Unfortunately, since the arena has been using facial recognition on the down-low, a lot of details remain murky: it's unclear when the system was installed, which events it was used for and if management used the data it gathered for any particular purpose. All the Garden told NYT when the publication asked for a statement is:
"MSG continues to test and explore the use of new technologies to ensure we're employing the most effective security procedures to provide a safe and wonderful experience for our guests."
Madison Square could eventually use the technology to determine who's allowed inside closed areas, such as vendors and workers. As NYT mentioned, though, facial recognition systems aren't that effective as a security tool for private entities without access to law enforcement watch lists. Sure, they can tag anyone who causes trouble in the venue, but they still won't be able to identify criminals, unless they're high-profile law enforcement targets. The technology might have more use as a marketing or promotional tool. An arena could, for instance, launch a membership program, allowing patrons to attend events without having to pay for parking or concession stand purchases, so long as they attach their credit cards to their accounts.

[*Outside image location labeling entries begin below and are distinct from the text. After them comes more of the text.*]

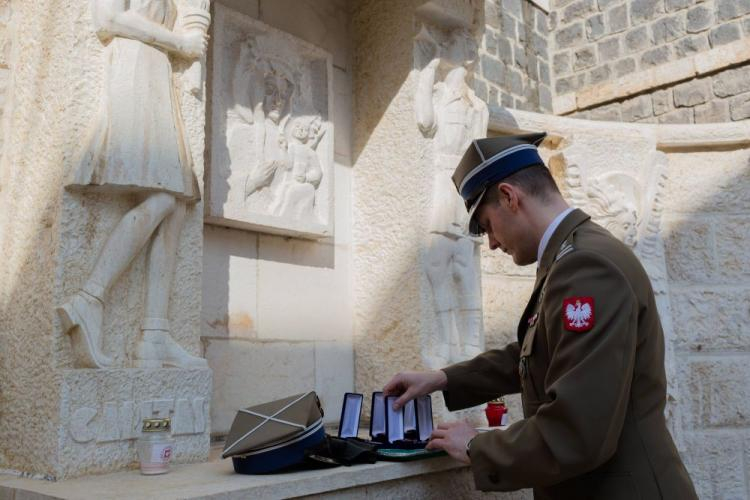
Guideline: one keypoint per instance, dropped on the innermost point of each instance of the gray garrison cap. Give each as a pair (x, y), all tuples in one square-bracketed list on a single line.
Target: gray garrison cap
[(489, 161)]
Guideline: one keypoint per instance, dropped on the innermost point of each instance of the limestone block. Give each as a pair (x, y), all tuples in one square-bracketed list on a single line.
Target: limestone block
[(302, 290), (711, 320), (717, 394), (692, 93), (732, 257), (740, 107), (247, 373), (102, 411), (715, 464), (699, 18), (689, 249), (272, 145), (712, 112), (724, 34), (726, 171), (504, 300), (230, 284)]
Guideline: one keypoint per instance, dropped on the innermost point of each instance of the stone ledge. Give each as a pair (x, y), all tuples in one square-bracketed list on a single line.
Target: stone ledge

The Garden isn't the only arena that's experimenting with facial recognition as a form of security. A Sacramento Kings spokesperson said the team's practice facility connected to the Golden 1 Center is using the the technology to allow players and staff members inside. The Dallas Mavericks is also experimenting with the technology outside its team's locker room.
NBA spokesperson Mike Bass said:
"Nothing is more important to us than the safety and security of the fans, players, team and arena staff at our games. The league and our teams are exploring the use of all state-of-the-art technology, including facial recognition, to ensure that we have industry-best security measures to protect all those in our arenas."
Even though the NBA has security and safety in mind, facial recognition can still be problematic, since it's still not that accurate and can compromise people's privacy. American Civil Liberties Union analyst Jay Stanley points out that while Madison Square visitors don't legally have the right to know that their faces are being recorded and tracked, it's still unethical not to tell them. "I should know if I am being subject to facial recognition if I am going into any business, including a stadium," he said. "Even if you are just running my face against a list of people who have been banned from the premises and doing nothing else with it. I want to know. I have a right to know."